The next day the speech got wide coverage in the print media across the country and dozens of papers carried it promptly. On return to Quetta, the governor insisted he join him as his press person after resigning from Dawn, reportedly writing Siddiq’s resignation himself and sending it off to Dawn. Bizenjo was a revered elder so he could not say no.
Some four months later, the Balochistan government was dismissed, the governor (and his PRO among others) and the chief minister were imprisoned by the Z.A. Bhutto government.
Siddiq Baluch used to tell his friends that he spent four years in prison for a four-month stint as the governor’s PR person. Despite this, his conversations about that period were always filled with laughter and funny incidents rather than bitterness.
A founding member of the BSO, he was active in journalism as he was in representative organisations such as the Pakistan Federal Union of Journalists and remained an important influence in Karachi Press Club affairs. Rights of the journalists and their unity were issues close to his heart.
During the days we worked together in Dawn, whether it was the execution of an activist sentenced to death by a military court or the imprisonment of someone for their political beliefs or the release of a long-incarcerated prisoner of conscience, he was on top of the story.
Having been born in Lyari and grown up there, having led the life of a political activist, he had immense empathy with those whose human rights were violated or under threat and you could not persuade him to look away when such issues arose.
I remember his incredible reporting when Shahnawaz Bhutto’s mortal remains were brought to Pakistan after his death in mysterious circumstances in France. He rushed to Larkana to augment Dawn’s excellent coverage by M.B. Kalhoro.
Siddiq Baluch later moved to Quetta for a professionally very productive period that saw him bringing out an English newspaper, followed by an Urdu stablemate, writing two books on Balochistan and embarking on a third encompassing his monumental journalistic journey of more than half a century.
I’d say all his accomplishments tell the story of a determined, professional who was a fine, decent human being and loyal friend as well. But his foremost achievement must remain the inspiration he provided to a generation of Baloch journalists many of whom he personally mentored.

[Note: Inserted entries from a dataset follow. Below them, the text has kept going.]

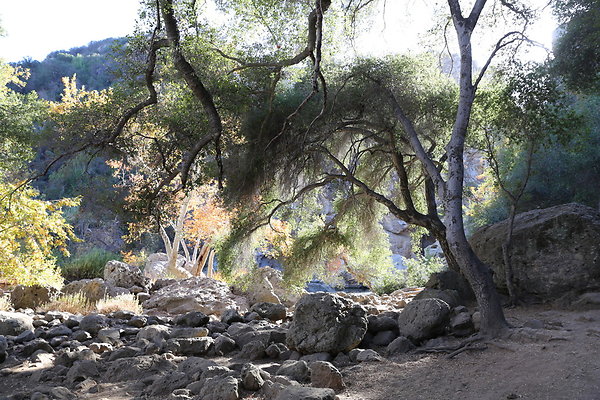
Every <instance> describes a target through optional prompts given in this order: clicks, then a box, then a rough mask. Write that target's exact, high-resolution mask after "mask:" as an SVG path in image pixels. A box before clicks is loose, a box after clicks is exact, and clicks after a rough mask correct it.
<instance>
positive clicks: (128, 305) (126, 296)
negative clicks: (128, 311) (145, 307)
mask: <svg viewBox="0 0 600 400" xmlns="http://www.w3.org/2000/svg"><path fill="white" fill-rule="evenodd" d="M96 311H97V312H99V313H101V314H108V313H111V312H115V311H131V312H133V313H135V314H141V313H142V306H141V305H140V303H139V302H138V300H137V299H136V297H135V295H134V294H121V295H118V296H116V297H105V298H104V299H102V300H99V301H98V302H97V303H96Z"/></svg>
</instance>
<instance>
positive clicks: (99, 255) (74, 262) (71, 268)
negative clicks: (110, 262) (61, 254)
mask: <svg viewBox="0 0 600 400" xmlns="http://www.w3.org/2000/svg"><path fill="white" fill-rule="evenodd" d="M120 259H121V256H119V255H118V254H115V253H112V252H110V251H107V250H104V249H100V248H97V247H94V248H93V249H91V250H90V251H88V252H87V253H84V254H82V255H80V256H77V257H73V258H71V259H68V261H67V262H66V263H65V264H64V265H63V266H62V267H61V269H62V273H63V276H64V277H65V278H66V279H69V280H76V279H93V278H102V277H103V274H104V266H105V265H106V263H107V262H109V261H111V260H120Z"/></svg>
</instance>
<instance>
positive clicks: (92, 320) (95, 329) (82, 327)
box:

His sons appear determined to carry forward his legacy and I wish them luck. I am sure they will not want for mentors and counsel for so many of us in journalism owe Siddiq Baluch a huge debt. His smiling face is forever embedded in my memory.
He engendered such love and affection that he was variously addressed (possibly depending on the generation) as ‘Mama’, ‘Lala’ and ‘Waja’. Fond farewell, my dear friend.
The writer is a former editor of Dawn.